Others have made similar comments, but tree-shaking, symbol culling and anything else that removes dead code after its already been distributed and/or compiled is too late IMO. It's a band-aid on the problem. A useful and pragmatic band-aid today for sure, but it fundamentally bothers me that we have to spend time compiling code and then spend more time to analyze and rip it back out.

Part of the issue I have with the dependency bloat is how much effort we currently go through to download, distribute, compile, lint, typecheck, whatever 1000s of lines of code we don't want or need. I want software that allows me to build exactly as much as I need and never have to touch the things I don't want.


> Others have made similar comments, but tree-shaking, symbol culling and anything else that removes dead code after its already been distributed and/or compiled is too late IMO.

Why, in principle, wouldn't the same algorithms work before distribution?

For that matter, check out the `auditwheel` tool in the Python ecosystem.


As others have pointed out elsewhere, that only removes static dependencies. If you have code paths that are used depending on dynamic function arguments static analysis is unable to catch those.

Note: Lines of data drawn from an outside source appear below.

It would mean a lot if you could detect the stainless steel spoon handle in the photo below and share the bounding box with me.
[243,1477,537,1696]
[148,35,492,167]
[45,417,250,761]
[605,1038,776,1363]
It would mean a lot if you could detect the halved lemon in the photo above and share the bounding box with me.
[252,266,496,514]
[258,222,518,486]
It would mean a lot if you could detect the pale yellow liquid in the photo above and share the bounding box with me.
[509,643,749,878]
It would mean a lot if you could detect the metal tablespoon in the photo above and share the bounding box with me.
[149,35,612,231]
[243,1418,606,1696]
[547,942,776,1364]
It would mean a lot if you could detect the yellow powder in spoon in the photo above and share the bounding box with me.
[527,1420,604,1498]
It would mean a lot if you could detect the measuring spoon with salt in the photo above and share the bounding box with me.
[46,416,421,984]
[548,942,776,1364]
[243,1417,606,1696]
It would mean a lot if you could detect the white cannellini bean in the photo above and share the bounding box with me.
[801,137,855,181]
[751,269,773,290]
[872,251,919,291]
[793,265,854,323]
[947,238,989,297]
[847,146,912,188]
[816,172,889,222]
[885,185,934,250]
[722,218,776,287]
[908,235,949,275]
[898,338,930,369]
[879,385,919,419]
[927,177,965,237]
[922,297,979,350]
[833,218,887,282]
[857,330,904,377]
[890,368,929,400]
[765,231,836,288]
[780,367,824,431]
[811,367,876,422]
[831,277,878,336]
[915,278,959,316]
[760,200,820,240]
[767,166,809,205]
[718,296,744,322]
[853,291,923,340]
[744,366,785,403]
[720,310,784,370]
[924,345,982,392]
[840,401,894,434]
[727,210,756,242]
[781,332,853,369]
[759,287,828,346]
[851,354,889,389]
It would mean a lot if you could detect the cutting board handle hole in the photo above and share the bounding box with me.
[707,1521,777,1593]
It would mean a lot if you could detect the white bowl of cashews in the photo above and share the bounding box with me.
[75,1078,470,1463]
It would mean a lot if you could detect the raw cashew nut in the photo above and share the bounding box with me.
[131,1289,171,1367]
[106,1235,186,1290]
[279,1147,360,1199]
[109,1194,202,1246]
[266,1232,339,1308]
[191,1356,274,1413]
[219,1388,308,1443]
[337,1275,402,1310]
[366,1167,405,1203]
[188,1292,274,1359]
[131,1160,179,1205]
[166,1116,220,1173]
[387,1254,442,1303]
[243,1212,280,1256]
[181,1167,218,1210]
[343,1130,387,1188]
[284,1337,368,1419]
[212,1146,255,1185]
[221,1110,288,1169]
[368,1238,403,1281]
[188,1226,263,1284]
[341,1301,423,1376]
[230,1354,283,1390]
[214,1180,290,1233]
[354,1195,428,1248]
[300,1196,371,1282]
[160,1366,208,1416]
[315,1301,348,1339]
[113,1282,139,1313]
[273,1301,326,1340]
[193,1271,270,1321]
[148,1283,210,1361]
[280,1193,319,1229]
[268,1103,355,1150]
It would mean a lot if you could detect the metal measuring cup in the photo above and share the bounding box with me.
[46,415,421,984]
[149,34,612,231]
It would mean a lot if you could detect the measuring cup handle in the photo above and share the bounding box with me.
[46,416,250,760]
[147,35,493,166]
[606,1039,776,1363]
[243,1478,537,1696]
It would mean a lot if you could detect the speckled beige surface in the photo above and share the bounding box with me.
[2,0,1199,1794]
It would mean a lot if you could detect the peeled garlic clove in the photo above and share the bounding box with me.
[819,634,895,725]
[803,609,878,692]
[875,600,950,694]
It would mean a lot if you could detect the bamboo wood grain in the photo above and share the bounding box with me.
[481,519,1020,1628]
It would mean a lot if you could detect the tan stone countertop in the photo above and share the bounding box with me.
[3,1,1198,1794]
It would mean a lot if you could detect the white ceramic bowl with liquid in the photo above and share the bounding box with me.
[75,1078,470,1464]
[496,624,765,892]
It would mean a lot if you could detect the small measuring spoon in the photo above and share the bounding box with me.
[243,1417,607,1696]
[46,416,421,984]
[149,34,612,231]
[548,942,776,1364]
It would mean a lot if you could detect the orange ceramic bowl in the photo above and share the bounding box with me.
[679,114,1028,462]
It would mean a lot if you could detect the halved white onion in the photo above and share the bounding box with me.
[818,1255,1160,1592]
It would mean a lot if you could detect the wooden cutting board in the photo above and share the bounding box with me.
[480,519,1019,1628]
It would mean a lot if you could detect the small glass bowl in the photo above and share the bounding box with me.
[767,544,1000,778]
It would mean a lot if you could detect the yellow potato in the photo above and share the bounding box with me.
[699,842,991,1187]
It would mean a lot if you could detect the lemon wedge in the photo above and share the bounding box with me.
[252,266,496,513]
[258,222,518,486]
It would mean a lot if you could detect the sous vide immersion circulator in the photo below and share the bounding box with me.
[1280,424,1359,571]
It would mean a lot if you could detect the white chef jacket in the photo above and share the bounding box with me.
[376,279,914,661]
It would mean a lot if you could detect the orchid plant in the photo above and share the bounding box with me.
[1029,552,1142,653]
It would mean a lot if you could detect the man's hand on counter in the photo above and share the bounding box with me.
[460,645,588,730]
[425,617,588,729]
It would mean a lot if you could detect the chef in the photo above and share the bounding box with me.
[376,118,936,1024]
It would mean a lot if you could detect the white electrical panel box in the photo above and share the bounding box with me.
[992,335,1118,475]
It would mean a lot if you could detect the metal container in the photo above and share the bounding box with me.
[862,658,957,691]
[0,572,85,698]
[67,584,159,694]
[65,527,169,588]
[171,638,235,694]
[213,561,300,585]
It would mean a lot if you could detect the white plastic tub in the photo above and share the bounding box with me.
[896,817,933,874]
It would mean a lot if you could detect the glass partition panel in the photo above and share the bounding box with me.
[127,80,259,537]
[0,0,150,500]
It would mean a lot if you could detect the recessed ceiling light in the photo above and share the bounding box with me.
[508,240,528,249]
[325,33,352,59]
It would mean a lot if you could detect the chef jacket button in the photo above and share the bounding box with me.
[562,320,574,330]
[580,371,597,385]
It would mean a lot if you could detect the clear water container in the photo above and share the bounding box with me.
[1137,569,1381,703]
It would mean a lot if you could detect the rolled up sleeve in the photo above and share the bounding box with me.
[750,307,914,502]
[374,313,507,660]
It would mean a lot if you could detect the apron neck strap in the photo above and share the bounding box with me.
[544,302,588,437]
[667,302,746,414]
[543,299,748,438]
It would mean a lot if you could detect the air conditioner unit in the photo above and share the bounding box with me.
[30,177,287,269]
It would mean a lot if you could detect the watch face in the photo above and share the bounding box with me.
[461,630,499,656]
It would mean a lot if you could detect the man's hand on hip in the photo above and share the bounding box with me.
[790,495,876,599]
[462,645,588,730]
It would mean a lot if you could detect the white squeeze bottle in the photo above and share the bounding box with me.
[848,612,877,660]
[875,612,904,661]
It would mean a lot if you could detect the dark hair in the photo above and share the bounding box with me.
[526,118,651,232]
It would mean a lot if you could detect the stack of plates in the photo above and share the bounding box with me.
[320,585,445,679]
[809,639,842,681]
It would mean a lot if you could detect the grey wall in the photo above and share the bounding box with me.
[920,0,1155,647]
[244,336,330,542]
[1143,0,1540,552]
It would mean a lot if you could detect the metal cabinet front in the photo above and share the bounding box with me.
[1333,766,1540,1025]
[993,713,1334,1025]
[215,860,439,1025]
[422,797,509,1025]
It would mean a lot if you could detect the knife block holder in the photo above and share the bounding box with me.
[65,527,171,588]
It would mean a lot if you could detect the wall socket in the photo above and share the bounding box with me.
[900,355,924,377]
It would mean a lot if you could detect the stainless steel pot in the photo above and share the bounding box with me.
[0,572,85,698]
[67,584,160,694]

For example, you have a function calling XML or PDF or JSON output functions depending on some output format parameter. That's three very different paths and includes, but if you don't know which values that parameter can take during runtime you will have to include all three paths, even if in reality only XML (for example) is ever used.

Or there may be higher level causes outside of any analysis, even if you managed a dynamic one. In a GUI, for example, it could be functionality only ever seen by a few with certain roles, but if there is only one app everything will have to be bundled. Similar scenarios are possible with all kinds of software, for example an analysis application that supports various input and output scenarios. It's a variation of the first example where the parameter is internal, but now it is external data not available for an analysis because it will be known only when the software is actually used.


The situation isn't quite as dire as you portray. Compilers these days can also do devirtualization. The consequent static calls can become input to tree shaking in the whole program case. While it's true that we can't solve the problem in general, there's hope for specific cases.